BANK OF CREDIT AND COMMERCE INTERNATIONAL (OVERSEAS) LIMITED, Plaintiff-Counter-Defendant-Appellant, Bank of Credit and Commerce International S.A., Third-Party Defendant, v. STATE BANK OF PAKISTAN, Defendant-Counter-Claimant-Third-Party-Plaintiff-Appellee.

No. 99-7568.

Decided: November 29, 2001

Before NEWMAN, CALABRESI, and SACK, Circuit Judges. Michael Nussbaum and Kathleen Grillo, Ropes & Gray, Washington, D .C., for Plaintiff-Counter-Defendant-Appellant. David F. Williams (H. Peter Haveles, Jr., on the brief), Cadwalader, Wickersham & Taft, New York, N.Y., for Defendant-Counter-Claimant-Third-Party-Plaintiff-Appellee.

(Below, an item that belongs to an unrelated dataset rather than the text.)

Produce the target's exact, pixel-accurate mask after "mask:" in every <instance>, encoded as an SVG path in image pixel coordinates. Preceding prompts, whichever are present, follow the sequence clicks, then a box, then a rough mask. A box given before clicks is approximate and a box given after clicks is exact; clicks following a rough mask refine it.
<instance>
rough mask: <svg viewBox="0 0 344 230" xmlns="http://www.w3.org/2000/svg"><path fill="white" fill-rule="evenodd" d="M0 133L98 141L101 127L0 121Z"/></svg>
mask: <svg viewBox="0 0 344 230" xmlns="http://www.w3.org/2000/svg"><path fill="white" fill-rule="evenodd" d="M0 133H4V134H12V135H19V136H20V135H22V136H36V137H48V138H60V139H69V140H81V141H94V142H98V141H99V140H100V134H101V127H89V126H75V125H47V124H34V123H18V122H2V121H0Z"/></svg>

Bank of Credit and Commerce International (Overseas) Ltd. (“BCCI Overseas”) appeals the district court's dismissal, on forum non conveniens grounds, of its suit.   BCCI Overseas argues that State Bank of Pakistan (“State Bank”) did not show, and the district court did not properly find, that Pakistan is an adequate alternative forum.   BCCI Overseas also contends that the district court improperly balanced the Gilbert factors in its forum non conveniens analysis.

After oral argument, BCCI Overseas filed a motion requesting that this court vacate the district court's decision and remand the case, thereby affording the district court an opportunity to take into account changes in Pakistani law that occurred subsequent to its decision.   We consider both the appeal and the motion at this time.

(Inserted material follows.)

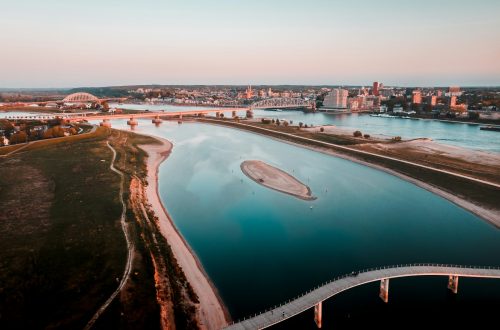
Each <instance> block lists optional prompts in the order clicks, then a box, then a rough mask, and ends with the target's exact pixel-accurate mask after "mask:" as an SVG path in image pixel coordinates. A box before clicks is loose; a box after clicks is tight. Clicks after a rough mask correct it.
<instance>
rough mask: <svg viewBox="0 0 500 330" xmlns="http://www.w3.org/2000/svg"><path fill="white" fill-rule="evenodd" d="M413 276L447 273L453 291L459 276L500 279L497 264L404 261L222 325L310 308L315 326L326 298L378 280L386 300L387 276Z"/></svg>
mask: <svg viewBox="0 0 500 330" xmlns="http://www.w3.org/2000/svg"><path fill="white" fill-rule="evenodd" d="M413 276H447V277H448V288H449V289H450V290H452V291H453V292H454V293H457V290H458V278H459V277H477V278H499V279H500V268H498V267H477V266H460V265H445V264H407V265H397V266H390V267H383V268H375V269H368V270H363V271H360V272H352V273H349V274H346V275H342V276H339V277H337V278H335V279H333V280H332V281H330V282H327V283H324V284H322V285H320V286H318V287H316V288H314V289H312V290H310V291H308V292H305V293H304V294H302V295H301V296H299V297H297V298H295V299H291V300H289V301H287V302H285V303H283V304H282V305H279V306H275V307H273V308H270V309H268V310H266V311H264V312H263V313H260V314H256V315H253V316H251V317H249V318H245V319H244V320H241V321H239V322H236V323H233V324H231V325H229V326H228V327H227V328H226V329H234V330H236V329H264V328H267V327H270V326H272V325H274V324H277V323H279V322H282V321H284V320H286V319H289V318H291V317H293V316H295V315H297V314H300V313H302V312H304V311H306V310H308V309H310V308H314V320H315V322H316V325H317V326H318V328H321V318H322V303H323V301H325V300H327V299H328V298H331V297H333V296H335V295H337V294H339V293H341V292H343V291H345V290H348V289H351V288H354V287H357V286H360V285H363V284H367V283H371V282H376V281H380V298H381V299H382V300H383V301H384V302H388V299H389V279H391V278H398V277H413Z"/></svg>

BCCI Overseas is one of a group of closely affiliated international banks known together as “BCCI” or the “BCCI group.”   In 1991, the BCCI group collapsed in one of the largest bank failures in history.   Bank regulators moved to seize BCCI's assets and bring the group of banks under court supervision.   Appellant BCCI Overseas, incorporated in the Cayman Islands, was one of the banks closed by bank regulators.

On June 27, 1997, the court-appointed fiduciaries of BCCI Overseas brought this action in the Supreme Court of New York, New York County, seeking repayment with interest of an alleged $50 million loan made in May 1991 to State Bank, the central bank of Pakistan.   State Bank removed the case to the United States District Court for the Southern District of New York pursuant to 28 U.S.C. §§ 1441(a) and (b).   On May 22, 1998, State Bank moved to dismiss the case under the doctrine of forum non conveniens, arguing that Pakistan would be a more appropriate forum.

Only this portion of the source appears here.